University overwhelmed Honokaa at the outset of their semifinal and raced to a 54-39 victory at Kaimuki High in Honolulu to advance to the Division II championship game.

”We gave effort until the end, but we started really slow,” Carvalho said. “We were running in quicksand.”

The problems were two-fold for the BIIF runner-up Dragons (9-6), who routinely placed three of four scorers in double figures during league play. Against the Junior Rainbows (13-3), the ILH runner-up, Honokaa didn’t have any players reach double digits. It trailed 23-9 after the first quarter.

Carvalho said Honokaa didn’t rebound the ball as well as it did in a 40-37 victory against Roosevelt in the quarterfinals, leading to too many second-chance opportunities for University. He also felt and the Dragons didn’t adapt quickly enough to University’s zone defense.

“Defensively, we were overaggressive,” Carvalho said.

Other the end, Honokaa wasn’t aggressive enough.

“(University) was pressing everybody,” Carvalho said. “Everybody I talked to said they pressed.

“They respected us and didn’t press. They played us like teams did in the preseason on Oahu. They came out in a wide zone and we were too tentative against it.”

Kea Callihan and Kelvin Falk each scored eight points for Honokaa and Jonathan Charbonneau added six.

Ryan Hobus (19 points) and Anson Canencia (16) paced University, which seeks its first state title since 1988 against Seabury Hall at 5 p.m. Saturday at Stan Sheriff Center.

Honokaa also gets a chance to play at Stan Sheriff on Saturday, taking on ILH champion St. Francis in the 1 p.m. third-place game.

“You know we’re going to fight and battle hard,” Carvalho said.

In a consolation match at Farrington, BIIF champion St. Joseph lost in overtime to Kalani, 50-48, ending its season 8-8.

Division I

Baldwin 59,

Waiakea 52

Calvin Mattos finished with 18 points and eight rebounds but the BIIF champion Warriors shot a measly 1 of 13 on 3-pointers at Stan Sheriff Center for a two-game exit at states.

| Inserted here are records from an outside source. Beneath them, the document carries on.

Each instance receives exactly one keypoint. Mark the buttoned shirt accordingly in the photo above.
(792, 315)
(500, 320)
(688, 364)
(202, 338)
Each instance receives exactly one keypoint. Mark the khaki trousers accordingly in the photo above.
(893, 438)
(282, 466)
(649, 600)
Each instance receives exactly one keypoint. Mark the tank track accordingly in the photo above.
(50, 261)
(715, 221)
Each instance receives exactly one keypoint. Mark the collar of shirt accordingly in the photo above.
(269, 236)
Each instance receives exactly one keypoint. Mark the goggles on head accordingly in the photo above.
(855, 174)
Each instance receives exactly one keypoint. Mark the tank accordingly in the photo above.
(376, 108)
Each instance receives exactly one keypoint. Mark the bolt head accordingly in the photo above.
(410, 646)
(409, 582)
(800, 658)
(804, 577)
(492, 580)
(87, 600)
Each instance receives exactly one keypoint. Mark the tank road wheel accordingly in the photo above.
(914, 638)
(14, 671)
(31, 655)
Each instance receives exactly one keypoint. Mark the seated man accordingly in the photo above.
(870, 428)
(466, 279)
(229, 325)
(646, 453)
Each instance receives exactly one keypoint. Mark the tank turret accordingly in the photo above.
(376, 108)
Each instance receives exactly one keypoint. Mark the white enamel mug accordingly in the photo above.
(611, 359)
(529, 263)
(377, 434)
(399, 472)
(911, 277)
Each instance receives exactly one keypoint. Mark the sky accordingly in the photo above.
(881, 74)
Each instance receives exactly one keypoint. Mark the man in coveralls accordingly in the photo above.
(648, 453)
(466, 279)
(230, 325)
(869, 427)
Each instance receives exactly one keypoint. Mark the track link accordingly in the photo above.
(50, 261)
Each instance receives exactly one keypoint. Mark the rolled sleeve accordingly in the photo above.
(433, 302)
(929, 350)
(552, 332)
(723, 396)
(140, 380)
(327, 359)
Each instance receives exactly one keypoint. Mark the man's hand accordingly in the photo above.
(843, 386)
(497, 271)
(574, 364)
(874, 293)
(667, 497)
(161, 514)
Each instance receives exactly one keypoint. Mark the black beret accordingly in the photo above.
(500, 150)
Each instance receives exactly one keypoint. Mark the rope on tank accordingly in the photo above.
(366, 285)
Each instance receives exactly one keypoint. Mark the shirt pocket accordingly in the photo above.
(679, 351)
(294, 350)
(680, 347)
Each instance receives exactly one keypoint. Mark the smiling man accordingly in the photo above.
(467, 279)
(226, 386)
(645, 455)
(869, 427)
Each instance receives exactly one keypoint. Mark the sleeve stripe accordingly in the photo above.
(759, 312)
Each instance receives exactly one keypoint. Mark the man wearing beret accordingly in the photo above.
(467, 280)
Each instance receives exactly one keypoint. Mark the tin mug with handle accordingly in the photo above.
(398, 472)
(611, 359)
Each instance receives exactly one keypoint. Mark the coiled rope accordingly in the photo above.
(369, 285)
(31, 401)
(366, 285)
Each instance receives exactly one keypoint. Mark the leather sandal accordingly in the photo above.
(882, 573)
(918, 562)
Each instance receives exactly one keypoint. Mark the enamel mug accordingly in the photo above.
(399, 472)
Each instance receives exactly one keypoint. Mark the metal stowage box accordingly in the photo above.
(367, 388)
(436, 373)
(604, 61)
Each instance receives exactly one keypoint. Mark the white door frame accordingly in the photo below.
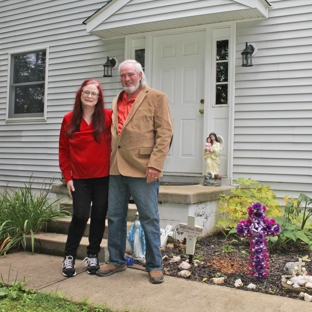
(133, 42)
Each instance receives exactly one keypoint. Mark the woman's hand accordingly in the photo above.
(70, 188)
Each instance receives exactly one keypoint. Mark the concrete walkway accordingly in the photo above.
(131, 289)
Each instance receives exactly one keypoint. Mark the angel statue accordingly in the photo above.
(212, 156)
(136, 239)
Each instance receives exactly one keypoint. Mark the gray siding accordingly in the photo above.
(273, 102)
(31, 148)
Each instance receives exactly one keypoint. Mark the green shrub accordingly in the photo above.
(234, 208)
(23, 212)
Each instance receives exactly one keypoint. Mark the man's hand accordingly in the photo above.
(152, 175)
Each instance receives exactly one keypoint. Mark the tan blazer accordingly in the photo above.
(145, 137)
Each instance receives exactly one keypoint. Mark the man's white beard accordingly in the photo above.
(132, 89)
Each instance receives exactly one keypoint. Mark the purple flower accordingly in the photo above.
(258, 250)
(277, 228)
(258, 267)
(258, 258)
(257, 226)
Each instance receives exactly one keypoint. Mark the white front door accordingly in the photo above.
(178, 70)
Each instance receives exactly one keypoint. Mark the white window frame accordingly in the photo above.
(10, 96)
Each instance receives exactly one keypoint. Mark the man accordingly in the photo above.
(141, 135)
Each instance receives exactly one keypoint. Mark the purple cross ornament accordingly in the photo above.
(257, 227)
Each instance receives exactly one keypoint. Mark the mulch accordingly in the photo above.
(228, 257)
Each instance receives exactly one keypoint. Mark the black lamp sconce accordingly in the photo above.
(109, 65)
(247, 54)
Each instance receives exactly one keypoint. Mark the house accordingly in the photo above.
(191, 50)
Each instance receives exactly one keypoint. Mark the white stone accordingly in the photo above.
(184, 265)
(184, 273)
(164, 233)
(238, 283)
(218, 280)
(175, 259)
(301, 280)
(307, 297)
(251, 286)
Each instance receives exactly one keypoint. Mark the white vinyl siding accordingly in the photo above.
(30, 148)
(140, 16)
(273, 102)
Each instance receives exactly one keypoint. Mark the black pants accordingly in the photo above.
(87, 191)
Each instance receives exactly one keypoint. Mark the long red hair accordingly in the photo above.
(98, 116)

Jonovan-Taje Akaka led the Bears (11-6) with 18 points and eight rebounds as the Maui runner-up shot 47.9 percent. Baldwin led 33-27 at halftime.

The Warriors (12-2) forced 23 turnovers but only registered one assist on 36.4 percent shooting and didn’t do themselves any favors with 11-of-19 shooting from the free-throw line.

Noah Ferreira and Kahinu Alapai finished their Waiakea careers with 12 and eight points, respectively.

Combined with league runner-up Konawaena’s two-game exit, the BIIF is 0-8 that past two seasons at states in D-I.